Data Preprocessing

1. Introduction

Data preprocessing is a crucial step in implementing Retrieval Augmented Generation (RAG) functionality, as it enables the transformation of raw data into a structured and contextualized format that can be effectively processed by Large Language Models (LLMs). This process involves a series of steps, including data merging, contextualizing, and preparation, to ensure that the input data is accurate, consistent, and suitable for RAG analysis. By preprocessing the data, we can unlock the full potential of LLMs and Watson Discovery, enabling more accurate and reliable results in RAG-related applications.

2. Input Data

  • Trial Balance spreadsheet that contains different accounts and the respective numbers.
  • Columns: Accounts - Description, 2020, Q1-2020, Q2-2020, etc.

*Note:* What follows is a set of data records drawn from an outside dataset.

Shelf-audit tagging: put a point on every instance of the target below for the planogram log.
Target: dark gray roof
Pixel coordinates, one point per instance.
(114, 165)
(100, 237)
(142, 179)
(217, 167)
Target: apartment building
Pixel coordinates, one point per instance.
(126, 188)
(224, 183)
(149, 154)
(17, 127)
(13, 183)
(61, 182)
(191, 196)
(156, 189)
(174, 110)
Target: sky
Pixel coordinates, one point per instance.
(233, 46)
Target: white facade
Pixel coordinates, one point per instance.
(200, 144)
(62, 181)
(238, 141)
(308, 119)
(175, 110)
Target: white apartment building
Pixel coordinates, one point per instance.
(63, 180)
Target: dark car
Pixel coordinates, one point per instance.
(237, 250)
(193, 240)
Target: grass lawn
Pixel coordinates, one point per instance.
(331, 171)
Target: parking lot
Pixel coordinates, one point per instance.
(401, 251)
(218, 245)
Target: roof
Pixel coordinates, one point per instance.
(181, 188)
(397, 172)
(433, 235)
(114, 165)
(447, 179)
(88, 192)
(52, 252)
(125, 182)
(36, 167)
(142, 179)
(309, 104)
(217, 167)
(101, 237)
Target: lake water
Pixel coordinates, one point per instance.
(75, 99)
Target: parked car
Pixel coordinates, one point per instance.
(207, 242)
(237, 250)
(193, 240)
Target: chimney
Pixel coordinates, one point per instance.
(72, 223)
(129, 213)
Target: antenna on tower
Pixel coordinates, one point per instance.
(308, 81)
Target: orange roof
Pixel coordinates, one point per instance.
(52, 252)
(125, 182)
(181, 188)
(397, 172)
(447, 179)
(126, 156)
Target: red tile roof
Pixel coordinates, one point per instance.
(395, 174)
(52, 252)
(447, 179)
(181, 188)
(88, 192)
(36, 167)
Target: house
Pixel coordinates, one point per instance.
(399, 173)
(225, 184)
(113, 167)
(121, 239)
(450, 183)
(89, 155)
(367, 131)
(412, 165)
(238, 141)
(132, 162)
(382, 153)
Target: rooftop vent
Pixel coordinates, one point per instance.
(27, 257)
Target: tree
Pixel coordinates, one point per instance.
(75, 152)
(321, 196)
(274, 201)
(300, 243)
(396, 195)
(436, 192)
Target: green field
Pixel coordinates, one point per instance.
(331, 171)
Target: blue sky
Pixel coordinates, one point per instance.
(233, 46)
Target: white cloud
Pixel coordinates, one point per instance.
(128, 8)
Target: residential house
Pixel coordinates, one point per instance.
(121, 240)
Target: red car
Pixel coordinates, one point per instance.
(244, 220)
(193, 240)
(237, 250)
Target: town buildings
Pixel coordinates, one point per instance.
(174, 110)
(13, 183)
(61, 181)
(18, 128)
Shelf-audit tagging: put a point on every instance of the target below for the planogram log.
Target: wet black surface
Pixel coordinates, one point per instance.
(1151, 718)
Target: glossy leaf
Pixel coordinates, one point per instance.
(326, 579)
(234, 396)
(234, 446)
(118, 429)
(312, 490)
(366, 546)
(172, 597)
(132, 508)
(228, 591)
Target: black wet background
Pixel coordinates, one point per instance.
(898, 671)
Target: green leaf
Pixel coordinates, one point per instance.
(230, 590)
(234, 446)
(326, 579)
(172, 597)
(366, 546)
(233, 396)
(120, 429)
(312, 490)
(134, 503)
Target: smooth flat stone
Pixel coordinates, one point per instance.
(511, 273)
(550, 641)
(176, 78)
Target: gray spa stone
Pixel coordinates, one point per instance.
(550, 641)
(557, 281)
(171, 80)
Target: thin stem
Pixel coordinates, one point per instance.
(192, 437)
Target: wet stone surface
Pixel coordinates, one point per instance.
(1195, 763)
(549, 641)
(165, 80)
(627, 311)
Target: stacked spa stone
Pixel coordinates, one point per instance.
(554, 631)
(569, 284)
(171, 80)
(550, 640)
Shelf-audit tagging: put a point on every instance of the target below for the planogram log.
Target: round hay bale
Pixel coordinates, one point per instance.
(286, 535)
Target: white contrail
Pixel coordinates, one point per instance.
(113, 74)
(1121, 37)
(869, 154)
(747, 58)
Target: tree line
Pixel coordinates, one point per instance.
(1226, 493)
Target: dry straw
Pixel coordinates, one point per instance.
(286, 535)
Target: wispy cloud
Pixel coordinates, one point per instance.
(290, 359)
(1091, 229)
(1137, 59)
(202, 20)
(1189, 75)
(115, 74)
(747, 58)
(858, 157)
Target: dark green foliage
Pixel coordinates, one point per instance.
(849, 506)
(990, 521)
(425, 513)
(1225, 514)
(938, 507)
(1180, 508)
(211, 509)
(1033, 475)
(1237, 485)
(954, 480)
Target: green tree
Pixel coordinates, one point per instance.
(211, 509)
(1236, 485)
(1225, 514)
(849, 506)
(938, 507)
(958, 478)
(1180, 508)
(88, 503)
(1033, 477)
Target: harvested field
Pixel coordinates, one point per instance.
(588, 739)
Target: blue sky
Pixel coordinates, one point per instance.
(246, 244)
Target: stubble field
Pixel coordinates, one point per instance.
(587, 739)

3. Contextualizing Data for LLM and RAG

  • When a CSV file is uploaded to Watson Discovery, each row is transformed into a JSON object, allowing for efficient processing and analysis. However, for RAG use cases, the data can be scattered and fragmented, making it challenging for Large Language Models (LLMs) to process effectively.
  • To address this limitation, we developed a custom data pipeline that transforms all columns of data into a single paragraph of information. This pipeline enables the creation of a cohesive and structured input for LLMs, facilitating more accurate and reliable processing of RAG-related data.

4. Preparing Data for Watson Discovery

  • Saving data as CSV files as Watson Discovery separates each CSV row into independent documents that could then be used for RAG and LLM Search.

5. Conclusion

  • With spreadsheets as input data, it is important to clean and contextualize the data using a custom data pipeline. This will ensure the RAG technique to work properly and allow LLM to understand the input data better. Then, store data in Watson Discovery before proceeding with integrating with watsonx assistant and watsonx.ai.